The Torah then shifts to the story of Rebecca. The connection to Sarah is intentional. Rebecca appears because Sarah’s life is about to continue in her. At the end of Vayeira we learn of Rebecca’s birth (Genesis 22:20–23). The rabbis remark (Talmud, Rosh Hashanah 11a) that a righteous person does not depart this life until another arises to continue their work. Sarah’s spiritual successor is already in the world before she leaves it.
When Rebecca enters Sarah’s tent, the signs of blessing return. Bereishit Rabbah teaches (60:16) that three miracles that accompanied Sarah—her Shabbat lamp that stayed lit from week to week, the blessing on her dough, and the cloud of the Divine Presence over her tent—reappeared when Rebecca arrived. Sarah’s legacy did not end; it continued through the character of another woman prepared to carry it.
This theme echoes in a favorite story of the season, Frank Capra’s It’s a Wonderful Life. George Bailey, overwhelmed by disappointment, believes his existence has no value. Yet when he sees the world as it would have been without him, he discovers the beauty of small, unseen acts of goodness. A life well lived is not defined by heroism but by the countless quiet mercies that shape others’ lives in ways we rarely perceive.
Chayei Sarah teaches the same truth. Our lives continue through the people we touch. The question is what we choose to imprint on the hearts of others.
What, then, does a full and meaningful life require?
Take many pictures. Embrace both victories and failures; they all belong in the album.
Practice forgiveness. Hard moments will come; forgiveness preserves the future.
Show humble deference. Selflessness strengthens every relationship.
Live with faith. Pray boldly. Trust even in disappointment.
Pursue a larger purpose. Abraham and Sarah walked into uncertainty sustained by a vision bigger than themselves.
Most of us will never be spiritual giants like Abraham and Sarah. No chapter of Torah will be written about us. But our actions will be written on the hearts of others. They will shape the lives of those who follow them. And people who will never know our names will nevertheless be influenced by choices we make today.

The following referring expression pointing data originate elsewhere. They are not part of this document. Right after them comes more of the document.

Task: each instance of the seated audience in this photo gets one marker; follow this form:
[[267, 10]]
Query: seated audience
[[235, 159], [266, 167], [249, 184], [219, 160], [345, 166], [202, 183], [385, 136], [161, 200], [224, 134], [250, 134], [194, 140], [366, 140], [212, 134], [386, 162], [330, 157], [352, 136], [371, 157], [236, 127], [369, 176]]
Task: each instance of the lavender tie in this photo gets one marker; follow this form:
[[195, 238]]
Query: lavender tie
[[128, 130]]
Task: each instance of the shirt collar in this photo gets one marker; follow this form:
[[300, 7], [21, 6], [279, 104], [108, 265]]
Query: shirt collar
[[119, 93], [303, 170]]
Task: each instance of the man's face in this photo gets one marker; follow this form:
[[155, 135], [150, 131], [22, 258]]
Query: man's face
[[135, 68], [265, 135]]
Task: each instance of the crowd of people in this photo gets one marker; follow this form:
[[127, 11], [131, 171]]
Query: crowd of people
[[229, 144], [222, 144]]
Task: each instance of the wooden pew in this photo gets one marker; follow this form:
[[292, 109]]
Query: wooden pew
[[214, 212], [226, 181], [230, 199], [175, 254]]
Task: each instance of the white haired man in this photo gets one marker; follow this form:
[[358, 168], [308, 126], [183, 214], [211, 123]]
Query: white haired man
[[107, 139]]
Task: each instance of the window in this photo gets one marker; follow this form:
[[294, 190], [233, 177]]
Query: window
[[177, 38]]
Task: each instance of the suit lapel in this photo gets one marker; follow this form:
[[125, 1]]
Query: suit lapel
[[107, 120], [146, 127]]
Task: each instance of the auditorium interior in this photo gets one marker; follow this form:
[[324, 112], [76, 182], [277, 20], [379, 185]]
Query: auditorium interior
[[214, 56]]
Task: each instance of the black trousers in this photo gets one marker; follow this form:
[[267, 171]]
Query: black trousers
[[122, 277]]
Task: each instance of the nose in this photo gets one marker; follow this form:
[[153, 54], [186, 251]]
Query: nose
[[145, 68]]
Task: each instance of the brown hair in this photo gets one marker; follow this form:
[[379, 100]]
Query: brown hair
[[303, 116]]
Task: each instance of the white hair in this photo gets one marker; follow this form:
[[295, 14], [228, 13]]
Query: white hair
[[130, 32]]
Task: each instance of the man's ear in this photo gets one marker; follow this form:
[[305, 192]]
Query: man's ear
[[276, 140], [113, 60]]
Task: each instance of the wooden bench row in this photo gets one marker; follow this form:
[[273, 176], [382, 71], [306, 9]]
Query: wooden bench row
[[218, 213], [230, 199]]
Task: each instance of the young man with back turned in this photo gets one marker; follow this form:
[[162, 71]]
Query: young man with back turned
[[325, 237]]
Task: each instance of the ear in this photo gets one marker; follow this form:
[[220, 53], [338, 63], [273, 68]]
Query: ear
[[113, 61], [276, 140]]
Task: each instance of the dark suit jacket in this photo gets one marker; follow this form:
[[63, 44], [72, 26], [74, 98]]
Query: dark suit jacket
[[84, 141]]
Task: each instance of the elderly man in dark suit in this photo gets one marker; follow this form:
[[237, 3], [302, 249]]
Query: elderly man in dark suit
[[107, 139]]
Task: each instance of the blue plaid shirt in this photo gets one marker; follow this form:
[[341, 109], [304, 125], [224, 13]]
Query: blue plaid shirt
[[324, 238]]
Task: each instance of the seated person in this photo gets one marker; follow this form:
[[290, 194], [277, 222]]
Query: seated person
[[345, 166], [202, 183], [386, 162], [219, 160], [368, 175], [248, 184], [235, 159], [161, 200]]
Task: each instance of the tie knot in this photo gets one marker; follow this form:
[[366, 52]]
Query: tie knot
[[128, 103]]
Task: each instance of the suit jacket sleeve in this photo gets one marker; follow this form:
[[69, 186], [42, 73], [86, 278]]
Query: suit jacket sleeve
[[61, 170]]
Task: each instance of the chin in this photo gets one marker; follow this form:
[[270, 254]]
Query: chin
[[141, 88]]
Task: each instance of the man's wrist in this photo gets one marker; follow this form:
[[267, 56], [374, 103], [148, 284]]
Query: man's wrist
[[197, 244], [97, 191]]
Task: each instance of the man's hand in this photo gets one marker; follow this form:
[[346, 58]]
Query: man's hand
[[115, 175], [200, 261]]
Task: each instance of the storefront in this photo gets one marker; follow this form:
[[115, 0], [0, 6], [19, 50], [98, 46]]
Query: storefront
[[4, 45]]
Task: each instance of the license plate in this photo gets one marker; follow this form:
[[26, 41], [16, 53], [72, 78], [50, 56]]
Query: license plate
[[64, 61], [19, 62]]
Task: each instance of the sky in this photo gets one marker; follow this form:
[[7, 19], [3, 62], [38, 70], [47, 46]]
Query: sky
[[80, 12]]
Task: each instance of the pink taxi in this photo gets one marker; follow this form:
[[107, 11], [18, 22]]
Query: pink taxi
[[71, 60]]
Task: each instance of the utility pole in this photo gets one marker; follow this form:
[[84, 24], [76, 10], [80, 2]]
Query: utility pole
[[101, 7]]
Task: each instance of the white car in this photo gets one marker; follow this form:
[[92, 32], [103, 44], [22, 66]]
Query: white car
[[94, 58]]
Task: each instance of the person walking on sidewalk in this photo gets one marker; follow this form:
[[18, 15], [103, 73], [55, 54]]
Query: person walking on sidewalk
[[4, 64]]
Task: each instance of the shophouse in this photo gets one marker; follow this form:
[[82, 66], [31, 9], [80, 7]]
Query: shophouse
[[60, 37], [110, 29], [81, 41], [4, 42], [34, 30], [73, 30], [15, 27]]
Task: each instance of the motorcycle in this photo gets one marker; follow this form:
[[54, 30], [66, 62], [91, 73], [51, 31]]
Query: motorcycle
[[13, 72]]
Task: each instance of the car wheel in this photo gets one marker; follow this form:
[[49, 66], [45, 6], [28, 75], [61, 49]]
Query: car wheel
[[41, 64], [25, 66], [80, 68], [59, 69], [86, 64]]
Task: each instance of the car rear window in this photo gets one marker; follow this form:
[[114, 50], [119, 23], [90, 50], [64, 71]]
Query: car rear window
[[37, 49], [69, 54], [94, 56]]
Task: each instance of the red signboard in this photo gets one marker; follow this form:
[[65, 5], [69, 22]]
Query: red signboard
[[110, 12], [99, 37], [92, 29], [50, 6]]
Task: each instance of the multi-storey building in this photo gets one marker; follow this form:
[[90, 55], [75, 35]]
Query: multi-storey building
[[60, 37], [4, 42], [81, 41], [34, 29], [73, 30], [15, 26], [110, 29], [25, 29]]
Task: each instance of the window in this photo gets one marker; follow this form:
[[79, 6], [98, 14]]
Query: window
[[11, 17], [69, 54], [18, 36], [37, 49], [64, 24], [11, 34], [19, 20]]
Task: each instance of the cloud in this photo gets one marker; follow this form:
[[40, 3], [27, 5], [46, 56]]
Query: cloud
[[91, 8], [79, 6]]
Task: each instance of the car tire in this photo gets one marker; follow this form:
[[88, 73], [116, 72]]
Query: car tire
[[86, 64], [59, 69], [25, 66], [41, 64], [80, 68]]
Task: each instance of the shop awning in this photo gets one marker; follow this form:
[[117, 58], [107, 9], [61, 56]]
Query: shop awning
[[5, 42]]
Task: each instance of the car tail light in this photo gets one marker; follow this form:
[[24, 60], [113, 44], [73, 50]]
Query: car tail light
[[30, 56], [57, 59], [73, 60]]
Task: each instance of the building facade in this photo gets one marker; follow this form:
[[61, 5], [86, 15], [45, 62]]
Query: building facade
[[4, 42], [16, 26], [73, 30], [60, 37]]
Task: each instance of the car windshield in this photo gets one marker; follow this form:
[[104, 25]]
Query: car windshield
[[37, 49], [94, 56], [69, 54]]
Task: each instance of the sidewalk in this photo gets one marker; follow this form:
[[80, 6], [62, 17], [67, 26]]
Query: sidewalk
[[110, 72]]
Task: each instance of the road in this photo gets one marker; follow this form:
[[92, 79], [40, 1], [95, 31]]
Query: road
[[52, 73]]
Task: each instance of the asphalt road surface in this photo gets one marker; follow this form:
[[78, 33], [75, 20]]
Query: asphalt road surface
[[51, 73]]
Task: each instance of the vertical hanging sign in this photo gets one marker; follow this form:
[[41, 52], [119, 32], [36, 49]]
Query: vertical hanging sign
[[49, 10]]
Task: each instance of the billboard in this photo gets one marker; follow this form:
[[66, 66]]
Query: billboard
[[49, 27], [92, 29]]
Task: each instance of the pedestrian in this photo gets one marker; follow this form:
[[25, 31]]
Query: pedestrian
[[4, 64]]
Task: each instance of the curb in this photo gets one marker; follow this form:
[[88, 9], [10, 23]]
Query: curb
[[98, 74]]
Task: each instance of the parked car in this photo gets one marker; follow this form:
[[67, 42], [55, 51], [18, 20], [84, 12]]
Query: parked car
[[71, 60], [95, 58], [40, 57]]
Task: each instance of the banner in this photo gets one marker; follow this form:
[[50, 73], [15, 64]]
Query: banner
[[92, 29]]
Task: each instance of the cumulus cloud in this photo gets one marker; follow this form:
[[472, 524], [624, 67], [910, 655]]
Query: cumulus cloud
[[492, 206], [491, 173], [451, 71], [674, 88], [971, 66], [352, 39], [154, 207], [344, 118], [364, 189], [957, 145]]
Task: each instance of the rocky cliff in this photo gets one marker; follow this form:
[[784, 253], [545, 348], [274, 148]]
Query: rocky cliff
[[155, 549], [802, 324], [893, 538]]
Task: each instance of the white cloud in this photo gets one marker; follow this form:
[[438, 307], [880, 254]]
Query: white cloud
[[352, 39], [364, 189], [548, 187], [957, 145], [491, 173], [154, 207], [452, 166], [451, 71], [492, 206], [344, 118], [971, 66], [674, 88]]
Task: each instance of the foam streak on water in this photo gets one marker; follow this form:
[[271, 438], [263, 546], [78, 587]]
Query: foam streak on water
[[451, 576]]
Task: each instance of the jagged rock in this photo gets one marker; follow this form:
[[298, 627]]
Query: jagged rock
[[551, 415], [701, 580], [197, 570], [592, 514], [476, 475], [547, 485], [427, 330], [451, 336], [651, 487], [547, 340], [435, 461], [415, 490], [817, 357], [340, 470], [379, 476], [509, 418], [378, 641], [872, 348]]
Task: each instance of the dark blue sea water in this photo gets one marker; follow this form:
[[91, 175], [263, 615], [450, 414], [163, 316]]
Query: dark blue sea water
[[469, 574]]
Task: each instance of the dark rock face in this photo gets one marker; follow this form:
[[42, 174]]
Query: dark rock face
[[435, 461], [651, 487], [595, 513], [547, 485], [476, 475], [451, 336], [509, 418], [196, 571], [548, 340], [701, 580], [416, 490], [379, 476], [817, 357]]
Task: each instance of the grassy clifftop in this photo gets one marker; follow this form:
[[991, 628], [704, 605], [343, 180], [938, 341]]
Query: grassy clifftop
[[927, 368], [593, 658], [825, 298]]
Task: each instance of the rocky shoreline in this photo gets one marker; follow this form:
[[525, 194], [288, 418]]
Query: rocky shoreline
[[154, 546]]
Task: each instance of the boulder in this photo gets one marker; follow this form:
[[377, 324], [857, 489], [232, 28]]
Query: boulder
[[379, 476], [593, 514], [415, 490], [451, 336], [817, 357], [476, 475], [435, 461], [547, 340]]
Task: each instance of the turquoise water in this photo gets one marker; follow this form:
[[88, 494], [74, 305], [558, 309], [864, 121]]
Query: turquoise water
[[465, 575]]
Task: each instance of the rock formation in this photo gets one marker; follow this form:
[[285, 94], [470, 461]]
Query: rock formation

Every life leaves something behind. The question is: what do we choose to leave?
Shallowness or depth? Self-seeking or self-giving? Fear or faith? Brokenness or blessing?
The life worth remembering—the life that continues through others—is the life well lived.
May our snapshots be snapshots of blessing. May our kindness flourish in others long after our own years are complete. Like Sarah, may our legacy be the ongoing miracle of a life lived faithfully before God.